Jessica M. Karmasek Apr. 28, 2015, 2:15pm



WASHINGTON (Legal Newsline) - The U.S. Supreme Court ruled last week that some of the nation’s largest natural gas suppliers can be sued under state antitrust laws for allegedly manipulating prices a decade ago.




 




The court, in a 7-2 vote, affirmed a ruling made by the U.S. Court of Appeals for the Ninth Circuit last year, allowing a lawsuit by retail buyers of natural gas to proceed.

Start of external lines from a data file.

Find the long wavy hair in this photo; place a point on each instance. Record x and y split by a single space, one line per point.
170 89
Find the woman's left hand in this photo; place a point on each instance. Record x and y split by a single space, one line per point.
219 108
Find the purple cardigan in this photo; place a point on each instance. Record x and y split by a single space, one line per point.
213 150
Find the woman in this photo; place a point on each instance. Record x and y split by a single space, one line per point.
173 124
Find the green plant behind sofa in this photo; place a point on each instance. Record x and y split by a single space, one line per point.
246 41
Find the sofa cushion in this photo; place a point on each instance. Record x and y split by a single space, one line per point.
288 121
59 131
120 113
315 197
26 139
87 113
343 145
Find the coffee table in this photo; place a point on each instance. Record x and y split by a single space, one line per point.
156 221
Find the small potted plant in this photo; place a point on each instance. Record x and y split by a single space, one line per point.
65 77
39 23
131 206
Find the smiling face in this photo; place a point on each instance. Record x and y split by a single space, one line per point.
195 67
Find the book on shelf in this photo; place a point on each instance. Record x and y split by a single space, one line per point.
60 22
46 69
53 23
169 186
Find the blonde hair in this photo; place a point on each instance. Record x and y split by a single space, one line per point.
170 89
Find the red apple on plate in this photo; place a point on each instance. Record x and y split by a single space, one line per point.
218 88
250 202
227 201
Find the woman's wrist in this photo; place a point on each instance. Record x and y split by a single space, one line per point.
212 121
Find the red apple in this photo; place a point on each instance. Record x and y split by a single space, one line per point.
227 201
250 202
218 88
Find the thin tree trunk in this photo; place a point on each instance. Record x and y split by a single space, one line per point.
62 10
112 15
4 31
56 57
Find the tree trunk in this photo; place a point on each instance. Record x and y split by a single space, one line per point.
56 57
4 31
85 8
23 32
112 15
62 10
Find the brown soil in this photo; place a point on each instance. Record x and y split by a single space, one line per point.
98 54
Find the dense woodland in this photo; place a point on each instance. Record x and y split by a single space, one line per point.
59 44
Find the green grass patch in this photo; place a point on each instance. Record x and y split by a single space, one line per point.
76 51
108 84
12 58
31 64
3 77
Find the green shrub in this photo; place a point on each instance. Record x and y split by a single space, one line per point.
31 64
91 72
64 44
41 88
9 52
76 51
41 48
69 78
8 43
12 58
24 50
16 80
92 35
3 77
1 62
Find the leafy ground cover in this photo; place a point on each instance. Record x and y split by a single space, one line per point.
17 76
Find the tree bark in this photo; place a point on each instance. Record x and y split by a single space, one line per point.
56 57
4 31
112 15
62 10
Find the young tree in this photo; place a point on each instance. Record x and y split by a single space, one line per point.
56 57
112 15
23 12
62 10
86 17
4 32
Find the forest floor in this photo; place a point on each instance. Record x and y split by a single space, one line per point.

The Ninth Circuit reversed a federal district court decision that sided with the gas companies, which include ONEOK Inc., American Electric Power Co. and Duke Energy Co.




 




The natural gas buyers -- Learjet Inc., Briggs and Stratton Corp., a Colorado brewery, a Kansas school district, a Wisconsin college and a Missouri hospital -- claim the pipelines, in the midst of the California energy crisis, reported false information to the natural gas indices on which the buyers’ contracts were based.




Market manipulations, illegal shutdowns of pipelines and capped retail electricity prices caused the energy crisis, which gripped the state in 2000 and 2001. It suffered from multiple large-scale blackouts as a result.




 




Justice Stephen Breyer, who authored the court’s 16-page majority opinion, explained that the indices affected not only retail natural gas prices, but also wholesale natural gas prices.




 




And while the pipelines’ arguments “are forceful,” Breyer said the court “cannot accept their conclusion.”




 




“As we have repeatedly stressed, the Natural Gas Act ‘was drawn with meticulous regard for the continued exercise of state power, not to handicap or dilute it in any way,’” he wrote in the April 21 ruling.




 




The pipelines had argued that the act, which gives the Federal Energy Regulatory Commission the authority to determine whether rates charged by natural gas companies or practices affecting such rates are unreasonable, preempted the buyers’ state law claims.




 




The act also limits FERC’s jurisdiction to the transportation of natural gas in interstate commerce, the sale in interstate commerce of natural gas for resale and natural gas companies engaged in such transportation or sale.




 




However, the act leaves regulation of other portions of the industry, such as retail sales, to the states.




 




The district court, in its ruling, had reasoned that because the pipelines’ challenged practices directly affected wholesale as well as retail prices, they were preempted by the act.




 




The Ninth Circuit, which acknowledged that the pipelines’ index manipulation increased both wholesale and retail prices, held that the state law claims were not preempted because they were aimed at obtaining damages only for excessively high retail prices.




 




The high court’s decision reverses a previous ruling in which it held that the federal government has exclusive authority over the wholesale natural gas market.




 




Chief Justice John Roberts and Justice Antonin Scalia dissented.




 




A spokesman for ONEOK could not immediately be reached for comment on the ruling.